Conclusions and possible implications

Bacterial ncRNAs are at the heart of regulatory pathways that allow bacteria to acclimate to changes in the environment, to adjust their metabolism, to regulate the expression of virulence genes and to control many other functions [51,52,53]. Here, we present a workflow for the identification of ncRNAs that appears to be particularly applicable to bacteria of high ecological relevance that are not amenable to direct manipulation. Starting with a metatranscriptomic dataset, we focused on the important primary producer Prochlorococcus and identified several ncRNAs that are likely relevant. The sRNA Yfr28 plays a pivotal role in the coordination of primary metabolism and cell division, as indicated by its very high low-nitrogen-induced expression and identified targets, which include mRNAs encoding the cell division proteins FtsZ and MinE, phosphoenolpyruvate carboxylase, the carbon uptake proteins SbtA and B and a sigma factor. The likely effect of controlling cell division and carbon metabolism under conditions of low-nitrogen supply is physiologically reasonable.

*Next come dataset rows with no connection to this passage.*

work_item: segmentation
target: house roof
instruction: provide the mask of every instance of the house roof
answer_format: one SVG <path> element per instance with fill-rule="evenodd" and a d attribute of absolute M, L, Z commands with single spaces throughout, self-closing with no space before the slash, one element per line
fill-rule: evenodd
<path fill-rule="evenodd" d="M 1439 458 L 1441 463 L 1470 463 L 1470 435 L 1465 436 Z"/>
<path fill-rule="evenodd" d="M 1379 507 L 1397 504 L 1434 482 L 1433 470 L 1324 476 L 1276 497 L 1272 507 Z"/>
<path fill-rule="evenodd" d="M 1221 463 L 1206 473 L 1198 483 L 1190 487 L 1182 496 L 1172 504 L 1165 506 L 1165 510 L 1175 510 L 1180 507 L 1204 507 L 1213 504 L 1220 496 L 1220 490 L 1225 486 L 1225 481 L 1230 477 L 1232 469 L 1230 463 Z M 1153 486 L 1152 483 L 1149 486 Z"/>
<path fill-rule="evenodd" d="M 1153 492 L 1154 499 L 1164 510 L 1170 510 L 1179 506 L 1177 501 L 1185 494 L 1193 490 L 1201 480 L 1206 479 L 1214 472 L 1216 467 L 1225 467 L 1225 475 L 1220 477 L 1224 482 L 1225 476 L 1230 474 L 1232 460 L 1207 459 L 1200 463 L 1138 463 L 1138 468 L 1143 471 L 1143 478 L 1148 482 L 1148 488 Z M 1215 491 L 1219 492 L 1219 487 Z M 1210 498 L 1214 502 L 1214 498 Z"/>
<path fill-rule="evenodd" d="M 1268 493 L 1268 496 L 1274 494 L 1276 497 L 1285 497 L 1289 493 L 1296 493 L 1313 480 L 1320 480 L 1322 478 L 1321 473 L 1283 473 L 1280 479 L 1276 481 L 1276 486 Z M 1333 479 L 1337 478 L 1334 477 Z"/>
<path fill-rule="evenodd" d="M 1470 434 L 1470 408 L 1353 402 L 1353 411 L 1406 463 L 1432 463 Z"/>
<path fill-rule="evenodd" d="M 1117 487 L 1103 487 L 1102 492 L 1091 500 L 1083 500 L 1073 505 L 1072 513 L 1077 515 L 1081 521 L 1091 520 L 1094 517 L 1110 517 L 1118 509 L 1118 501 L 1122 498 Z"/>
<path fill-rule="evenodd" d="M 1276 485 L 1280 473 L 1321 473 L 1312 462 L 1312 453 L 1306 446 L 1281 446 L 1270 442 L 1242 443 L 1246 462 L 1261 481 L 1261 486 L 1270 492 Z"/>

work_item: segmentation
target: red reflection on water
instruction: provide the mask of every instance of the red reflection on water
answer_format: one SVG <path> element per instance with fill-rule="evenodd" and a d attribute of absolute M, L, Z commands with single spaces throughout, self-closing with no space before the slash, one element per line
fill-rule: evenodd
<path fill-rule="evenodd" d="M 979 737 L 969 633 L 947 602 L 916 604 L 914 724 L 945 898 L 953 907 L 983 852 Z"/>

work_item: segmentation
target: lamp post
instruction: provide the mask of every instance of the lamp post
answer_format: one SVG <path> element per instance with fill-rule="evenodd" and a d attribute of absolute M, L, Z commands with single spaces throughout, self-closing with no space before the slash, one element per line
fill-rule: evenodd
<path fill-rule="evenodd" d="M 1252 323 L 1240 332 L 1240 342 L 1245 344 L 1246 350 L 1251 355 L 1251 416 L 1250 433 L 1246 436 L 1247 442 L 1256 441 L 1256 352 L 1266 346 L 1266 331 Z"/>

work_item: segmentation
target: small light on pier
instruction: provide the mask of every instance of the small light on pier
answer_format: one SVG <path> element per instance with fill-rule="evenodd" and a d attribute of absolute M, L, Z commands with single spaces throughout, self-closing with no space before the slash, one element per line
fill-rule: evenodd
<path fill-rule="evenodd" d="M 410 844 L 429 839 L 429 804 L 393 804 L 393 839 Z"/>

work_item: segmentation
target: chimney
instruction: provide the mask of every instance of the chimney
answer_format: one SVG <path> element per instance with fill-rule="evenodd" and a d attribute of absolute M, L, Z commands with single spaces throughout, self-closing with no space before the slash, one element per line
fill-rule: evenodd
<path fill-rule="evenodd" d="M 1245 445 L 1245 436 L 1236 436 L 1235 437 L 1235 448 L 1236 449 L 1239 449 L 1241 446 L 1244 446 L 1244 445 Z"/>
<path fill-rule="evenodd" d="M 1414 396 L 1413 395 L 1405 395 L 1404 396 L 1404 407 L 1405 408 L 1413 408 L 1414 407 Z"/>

Another presented example is the asRNA of atpF, which intriguingly showed, with the exception of cold shock, the same expression responses as the mRNA to typical environmental stress conditions. The presented workflow is of particular interest for environmentally relevant microorganisms, for which experimental manipulation ability might be limiting, while abundant sequence information may be available. All scripts utilized in this workflow are freely available.